• 21 Posts
Joined 5 months ago
Cake day: February 10th, 2024


  • Using a tool like this to hide sections of code presented for review places a lot of trust in the automation. If Mallory were to discover a blind spot in the semantic diff logic, she could slip in a small change for eventual use in an exploit, and it would never be seen by another human.

    For example, consider this part of the exploit used in the recent xz backdoor. In case you don’t see the problem, here’s the fix.

    Rather than hiding code from review, if a tool figured out a way to use semantic understanding to highlight code that might be overlooked by a human (and should therefore be reviewed more carefully), it could conceivably help find such things.

  • Also, when building services that are expected to send HTML email, make sure to generate a plain text version of the content and put it in the appropriate multipart section of the message. Otherwise, people reading in plain text won’t see it unless they’re willing to jump through hoops to do so (and there’s a good chance they’ll toss it in the trash instead).

    Bonus points if the plain text part is formatted well.

  • 70/30% of the logs, not of the errors. It’s equivalent to what you’re thinking of as market share. (I can’t really blame you for misunderstanding, though; this article is poorly written.)

    The proportion of errors is better explained in another article:

    In fact, for one particular type of error (decompression, a commonly performed operation in games), there was a total of 1,584 that occurred in the databases Level1Techs sifted through, and an alarming 1,431 of those happened with a 13900K or 14900K. Yes – that’s 90% of those decompression errors hitting just two specific CPUs.

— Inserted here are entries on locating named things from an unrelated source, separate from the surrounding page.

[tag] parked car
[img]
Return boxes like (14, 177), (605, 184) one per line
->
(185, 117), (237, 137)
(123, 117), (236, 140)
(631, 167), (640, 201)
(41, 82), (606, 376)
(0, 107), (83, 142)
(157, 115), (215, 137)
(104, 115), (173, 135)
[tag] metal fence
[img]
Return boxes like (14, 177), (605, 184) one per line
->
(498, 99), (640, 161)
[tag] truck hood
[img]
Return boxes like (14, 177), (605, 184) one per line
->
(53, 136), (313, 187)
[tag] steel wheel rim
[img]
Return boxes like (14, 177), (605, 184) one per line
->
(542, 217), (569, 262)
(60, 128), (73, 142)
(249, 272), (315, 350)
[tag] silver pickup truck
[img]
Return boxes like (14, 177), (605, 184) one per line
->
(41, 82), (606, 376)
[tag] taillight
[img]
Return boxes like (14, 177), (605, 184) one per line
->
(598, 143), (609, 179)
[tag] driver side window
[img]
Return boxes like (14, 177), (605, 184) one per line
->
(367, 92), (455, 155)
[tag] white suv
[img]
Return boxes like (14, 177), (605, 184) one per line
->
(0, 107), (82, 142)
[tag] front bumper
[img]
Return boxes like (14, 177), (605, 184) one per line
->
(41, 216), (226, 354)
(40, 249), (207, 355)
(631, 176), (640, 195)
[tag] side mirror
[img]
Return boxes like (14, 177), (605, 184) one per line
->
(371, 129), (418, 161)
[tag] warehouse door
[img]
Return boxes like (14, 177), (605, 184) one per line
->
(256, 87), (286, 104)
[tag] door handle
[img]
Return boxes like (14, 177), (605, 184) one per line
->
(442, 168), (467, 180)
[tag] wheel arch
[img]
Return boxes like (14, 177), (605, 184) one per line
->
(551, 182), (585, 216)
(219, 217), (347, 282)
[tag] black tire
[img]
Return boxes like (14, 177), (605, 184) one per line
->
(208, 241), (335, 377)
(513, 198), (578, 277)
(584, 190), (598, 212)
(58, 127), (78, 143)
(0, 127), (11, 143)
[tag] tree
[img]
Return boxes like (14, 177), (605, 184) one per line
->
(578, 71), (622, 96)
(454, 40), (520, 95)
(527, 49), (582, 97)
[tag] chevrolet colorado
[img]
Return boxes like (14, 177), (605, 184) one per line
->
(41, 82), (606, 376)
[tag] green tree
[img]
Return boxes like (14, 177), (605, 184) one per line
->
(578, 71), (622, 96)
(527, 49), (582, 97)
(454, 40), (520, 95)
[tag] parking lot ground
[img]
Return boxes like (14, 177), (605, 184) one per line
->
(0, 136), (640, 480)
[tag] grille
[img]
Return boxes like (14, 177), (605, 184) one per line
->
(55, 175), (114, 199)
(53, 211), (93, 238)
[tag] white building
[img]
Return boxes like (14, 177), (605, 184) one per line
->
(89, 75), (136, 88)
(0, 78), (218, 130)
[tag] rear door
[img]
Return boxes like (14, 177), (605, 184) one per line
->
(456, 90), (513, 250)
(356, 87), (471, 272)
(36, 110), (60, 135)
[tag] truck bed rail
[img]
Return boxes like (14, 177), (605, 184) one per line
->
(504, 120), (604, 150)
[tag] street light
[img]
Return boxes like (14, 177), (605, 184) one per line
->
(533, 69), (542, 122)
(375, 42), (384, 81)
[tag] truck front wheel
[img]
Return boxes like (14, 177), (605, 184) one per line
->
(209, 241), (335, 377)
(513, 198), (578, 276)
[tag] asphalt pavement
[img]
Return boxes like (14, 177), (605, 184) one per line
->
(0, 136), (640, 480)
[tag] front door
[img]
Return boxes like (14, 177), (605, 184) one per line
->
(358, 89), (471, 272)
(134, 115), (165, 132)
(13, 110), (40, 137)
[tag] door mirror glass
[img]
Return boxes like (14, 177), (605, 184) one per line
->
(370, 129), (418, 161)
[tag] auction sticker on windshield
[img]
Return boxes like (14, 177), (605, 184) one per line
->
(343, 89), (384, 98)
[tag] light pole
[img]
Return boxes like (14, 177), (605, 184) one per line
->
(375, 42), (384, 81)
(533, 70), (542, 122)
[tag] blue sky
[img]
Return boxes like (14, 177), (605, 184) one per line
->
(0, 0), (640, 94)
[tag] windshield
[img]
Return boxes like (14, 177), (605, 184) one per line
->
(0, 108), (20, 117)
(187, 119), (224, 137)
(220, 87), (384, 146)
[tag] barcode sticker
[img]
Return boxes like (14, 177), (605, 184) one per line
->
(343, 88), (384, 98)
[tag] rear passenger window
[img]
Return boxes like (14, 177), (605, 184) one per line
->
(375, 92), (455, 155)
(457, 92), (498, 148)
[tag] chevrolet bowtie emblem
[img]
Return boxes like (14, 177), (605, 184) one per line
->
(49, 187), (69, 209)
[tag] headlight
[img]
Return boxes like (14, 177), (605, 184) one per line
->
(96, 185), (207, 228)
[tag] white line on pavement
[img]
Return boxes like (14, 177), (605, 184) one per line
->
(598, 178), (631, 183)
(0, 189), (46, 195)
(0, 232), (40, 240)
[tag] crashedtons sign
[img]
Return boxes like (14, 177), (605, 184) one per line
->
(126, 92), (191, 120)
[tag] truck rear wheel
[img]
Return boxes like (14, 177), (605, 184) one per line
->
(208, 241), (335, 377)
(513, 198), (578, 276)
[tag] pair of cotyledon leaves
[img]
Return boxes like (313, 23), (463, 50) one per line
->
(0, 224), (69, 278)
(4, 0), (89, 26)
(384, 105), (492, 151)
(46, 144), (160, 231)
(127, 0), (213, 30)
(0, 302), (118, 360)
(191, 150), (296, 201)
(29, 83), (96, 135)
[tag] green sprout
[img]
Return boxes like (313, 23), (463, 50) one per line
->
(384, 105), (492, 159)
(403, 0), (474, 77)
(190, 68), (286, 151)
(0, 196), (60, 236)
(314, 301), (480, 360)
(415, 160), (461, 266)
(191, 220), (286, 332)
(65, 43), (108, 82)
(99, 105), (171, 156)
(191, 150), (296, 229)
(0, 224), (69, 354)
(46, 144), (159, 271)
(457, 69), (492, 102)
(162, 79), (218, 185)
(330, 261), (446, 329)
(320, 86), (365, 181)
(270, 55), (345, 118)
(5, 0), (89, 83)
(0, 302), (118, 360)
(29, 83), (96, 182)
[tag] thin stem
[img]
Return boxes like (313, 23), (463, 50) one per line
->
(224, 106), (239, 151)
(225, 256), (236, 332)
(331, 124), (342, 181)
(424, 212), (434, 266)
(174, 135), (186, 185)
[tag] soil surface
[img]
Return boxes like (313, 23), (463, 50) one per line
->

    As for other processors, the third most prevalent was an old Intel Core i7 9750H (Coffee Lake laptop CPU) – which had a grand total of 11 instances. All AMD processors in total had just 4 occurrences of decompression errors in these game databases.

    In case you were thinking that AMD chips might be really underrepresented here, hence that very low figure, well, they’re not – 30% of the CPUs in the database were from Team Red.

  • I find this to either be a lie or self inflicted.

    “I’ve never experienced what you describe, so it must be either imagined or your own fault.”

    I’ve seen this nonsense over and over again in communities of all kinds, most often in tech forums (where there are always a few participants suffering from a big-fish-little-pond effect). It’s a very rude and foolish bit of human behavior.

    There are more things in heaven and earth, Horatio, than are dreamt of in your philosophy.

  • Linux user here. I don’t know of an open desktop calendar app that supports the protocol I need (CalDAV) without being one or more of:

    • Bloated
    • Too simplistic to be useful
    • Too annoying to use (poor UI)

    The best compromise I’ve found so far is Thunderbird. It is bloated, but less so than any Electron app I’ve used. I find the UI annoying, but tolerable for lack of a better option. I’m thankful for an open, cross-platform tool that gets the job done, but I wish I had one that was lightweight and pleasant to use.

    It would be nice to see some new work in this area. It’s a similar situation with email apps.

  • That explanation is fair enough but the headline is red meat the the EV disinformation brigade.

    It’s funny how words affect people differently.

    Not long ago, I posted a short, precisely-stated comment mentioning an observed fact that I had verified with a relevant authority. When I later checked in, I was surprised to find someone accusing me of spreading misinformation, and my comment removed by a moderator. It was clear that my accuser had badly misinterpreted my words. He refused to admit it or accept clarification. (And the mod had already acted, rashly.)

    I re-checked what I had written about twenty times over the course of the day. There was nothing there to support the accusation. My best guess is that my phrasing or the subject matter might have touched on rough emotions from a bad experience, leading him to see what he expected to see instead of what I wrote, and triggering attack mode.

    Communicating well really is complicated. It takes work on both sides, and can quickly turn into a bad time if it goes off the rails.

    Because of this, I’ve been making an effort to read (and re-read) charitably, especially with people I don’t know well.

  • I hate the formatting of most forums. Reddit and Lemmy’s comment nesting is excellent.

    The funny thing about this is that it’s just plain old threading, which has been around since the 1980s or earlier, with the slight variation of showing message contents directly in the thread tree instead of beside it (thanks to today’s high-res displays).

    Usenet readers did threading. Email apps could do it if the developers wanted to; the required information is there. I’ll bet there’s forum software that can do it if an admin enables it.

    For some reason, most corporations seem to have decided that classic message threading has no place in their interfaces. They resort to piling things into stacks or serializing them into seemingly endless scrolls. It fails to represent the structure of group discussions, and sadly, has been going on for so long that many people might not have ever seen the better alternative outside of reddit.